Council dysfunction is often a reaction to pressure from outside the chambers. Public criticism or accusations can ramp up quickly in today’s social media environment. It is important for Councils to learn to not overreact to this kind of criticism and not act too quickly without or without a clear plan. In the long run, communities are often remarkably understanding when Councils are honest about challenges and open about how decisions are being made. It may sound boring and it isn’t exactly “shock politics”, but public trust grows when Councils communicate clearly, follow proper procedures, manage conflicts of interest appropriately, and remain accountable for their decisions. Trust erodes when information is mishandled, processes appear inconsistent, or residents believe personalities are driving decisions more than principles.

Keeping the compass calibrated takes commitment.
Effective councils treat governance orientation as an ongoing process by revisiting governance principles, roles, and team dynamics regularly throughout their term While orientation is an important starting point, good governance cannot be sustained through a single workshop or binder handed out at the beginning of a four-year term.

Councils evolve over time. Relationships change, pressures build, difficult issues emerge, and habits, both good and bad, begin to take hold. Without regular check-ins, even well-intentioned Councils can slowly drift away from the governance practices that keep them effective and aligned. Sometimes not-so-slowly.

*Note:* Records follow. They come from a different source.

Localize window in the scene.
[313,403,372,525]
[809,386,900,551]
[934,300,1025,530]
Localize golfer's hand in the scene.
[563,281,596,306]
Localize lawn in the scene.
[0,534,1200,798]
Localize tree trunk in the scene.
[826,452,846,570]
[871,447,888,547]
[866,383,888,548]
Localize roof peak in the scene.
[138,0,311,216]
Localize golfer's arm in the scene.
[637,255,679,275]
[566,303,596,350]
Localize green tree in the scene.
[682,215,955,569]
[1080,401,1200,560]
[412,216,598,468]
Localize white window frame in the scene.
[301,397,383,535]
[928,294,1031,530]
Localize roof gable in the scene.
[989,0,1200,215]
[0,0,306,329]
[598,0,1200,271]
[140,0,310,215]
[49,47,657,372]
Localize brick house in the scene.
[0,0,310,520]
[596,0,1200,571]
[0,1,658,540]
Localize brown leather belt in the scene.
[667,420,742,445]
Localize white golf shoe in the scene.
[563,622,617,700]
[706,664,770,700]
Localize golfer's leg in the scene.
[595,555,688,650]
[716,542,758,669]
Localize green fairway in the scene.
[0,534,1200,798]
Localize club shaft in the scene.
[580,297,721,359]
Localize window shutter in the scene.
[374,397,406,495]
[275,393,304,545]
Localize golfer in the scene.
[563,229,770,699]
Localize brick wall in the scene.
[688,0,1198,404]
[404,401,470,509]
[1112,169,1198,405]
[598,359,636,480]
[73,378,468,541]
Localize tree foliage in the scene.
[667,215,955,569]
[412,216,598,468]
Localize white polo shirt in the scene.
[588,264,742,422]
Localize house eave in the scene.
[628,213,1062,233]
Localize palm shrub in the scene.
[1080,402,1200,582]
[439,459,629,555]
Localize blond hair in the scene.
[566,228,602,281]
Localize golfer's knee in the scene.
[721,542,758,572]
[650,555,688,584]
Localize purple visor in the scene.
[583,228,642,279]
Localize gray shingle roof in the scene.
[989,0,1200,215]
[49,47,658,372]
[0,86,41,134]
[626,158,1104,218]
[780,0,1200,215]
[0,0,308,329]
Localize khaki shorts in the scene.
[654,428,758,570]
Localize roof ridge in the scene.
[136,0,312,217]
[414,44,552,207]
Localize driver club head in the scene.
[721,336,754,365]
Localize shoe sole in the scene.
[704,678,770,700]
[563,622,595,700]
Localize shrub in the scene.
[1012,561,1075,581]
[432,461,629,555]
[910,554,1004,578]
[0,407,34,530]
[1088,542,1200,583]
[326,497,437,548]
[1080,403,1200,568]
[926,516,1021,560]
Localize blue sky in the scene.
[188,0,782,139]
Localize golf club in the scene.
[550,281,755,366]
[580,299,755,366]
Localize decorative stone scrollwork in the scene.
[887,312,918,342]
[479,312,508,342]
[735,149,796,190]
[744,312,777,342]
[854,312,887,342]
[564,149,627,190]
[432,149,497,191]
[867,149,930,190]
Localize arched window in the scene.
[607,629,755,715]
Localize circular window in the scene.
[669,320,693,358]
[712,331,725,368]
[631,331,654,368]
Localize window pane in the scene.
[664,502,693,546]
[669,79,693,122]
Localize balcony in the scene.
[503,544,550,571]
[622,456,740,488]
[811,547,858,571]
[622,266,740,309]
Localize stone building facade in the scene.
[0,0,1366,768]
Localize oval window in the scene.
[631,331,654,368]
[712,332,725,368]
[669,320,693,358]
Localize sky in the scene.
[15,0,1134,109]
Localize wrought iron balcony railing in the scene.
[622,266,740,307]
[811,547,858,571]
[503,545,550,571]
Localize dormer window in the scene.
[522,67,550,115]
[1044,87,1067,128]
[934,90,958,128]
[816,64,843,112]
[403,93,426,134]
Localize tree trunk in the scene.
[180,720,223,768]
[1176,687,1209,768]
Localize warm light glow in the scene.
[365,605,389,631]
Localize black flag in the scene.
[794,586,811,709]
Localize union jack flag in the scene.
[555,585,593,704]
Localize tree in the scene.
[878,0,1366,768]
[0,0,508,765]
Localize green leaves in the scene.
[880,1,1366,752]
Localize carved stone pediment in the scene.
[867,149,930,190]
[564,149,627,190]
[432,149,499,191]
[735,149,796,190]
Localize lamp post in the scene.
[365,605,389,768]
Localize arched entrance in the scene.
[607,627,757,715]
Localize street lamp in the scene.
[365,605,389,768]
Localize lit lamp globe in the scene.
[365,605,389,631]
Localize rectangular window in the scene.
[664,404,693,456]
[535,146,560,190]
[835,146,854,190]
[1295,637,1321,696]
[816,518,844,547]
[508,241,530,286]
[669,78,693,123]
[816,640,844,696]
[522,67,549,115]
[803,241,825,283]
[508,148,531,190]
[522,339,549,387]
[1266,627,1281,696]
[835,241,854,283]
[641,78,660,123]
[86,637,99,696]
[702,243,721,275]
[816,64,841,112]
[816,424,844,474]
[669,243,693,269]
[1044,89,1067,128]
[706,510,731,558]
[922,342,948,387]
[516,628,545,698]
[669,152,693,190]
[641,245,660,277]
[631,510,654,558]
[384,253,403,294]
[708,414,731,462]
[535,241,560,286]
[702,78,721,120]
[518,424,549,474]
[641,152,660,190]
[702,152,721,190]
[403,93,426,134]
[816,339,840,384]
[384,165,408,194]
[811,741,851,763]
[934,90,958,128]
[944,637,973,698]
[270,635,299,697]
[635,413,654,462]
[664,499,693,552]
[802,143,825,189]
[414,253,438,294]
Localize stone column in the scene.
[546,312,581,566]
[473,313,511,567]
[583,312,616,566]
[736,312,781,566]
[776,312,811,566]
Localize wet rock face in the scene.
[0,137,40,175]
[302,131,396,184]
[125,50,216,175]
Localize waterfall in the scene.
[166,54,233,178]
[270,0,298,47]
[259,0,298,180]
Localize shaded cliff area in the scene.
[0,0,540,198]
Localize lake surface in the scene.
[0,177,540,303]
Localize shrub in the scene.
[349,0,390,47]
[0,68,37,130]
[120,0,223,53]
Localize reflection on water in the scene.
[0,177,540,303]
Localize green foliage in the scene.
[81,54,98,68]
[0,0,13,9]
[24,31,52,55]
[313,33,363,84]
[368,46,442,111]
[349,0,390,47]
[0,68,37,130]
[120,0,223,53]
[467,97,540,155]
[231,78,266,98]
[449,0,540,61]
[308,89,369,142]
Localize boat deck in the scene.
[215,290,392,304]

That is why Councils should revisit governance fundamentals at least once a year. Regular refreshers on council-administration role clarity, codes of conduct, strategic priorities, communication practices, and team dynamics help keep good governance front of mind. These sessions also create opportunities for honest conversations about what is working well, where tensions may be developing, and how council can reset before small problems become larger cultural issues.

Finding your bearings again
Every Council experiences tension, setbacks, and periods where relationships become strained. What matters most is whether leadership recognizes the warning signs early and has the willingness to correct their course before dysfunction becomes culture.

The strongest councils are not the ones that avoid conflict altogether. They are the ones that know how to steady the ship, refocus on the community, and work together again.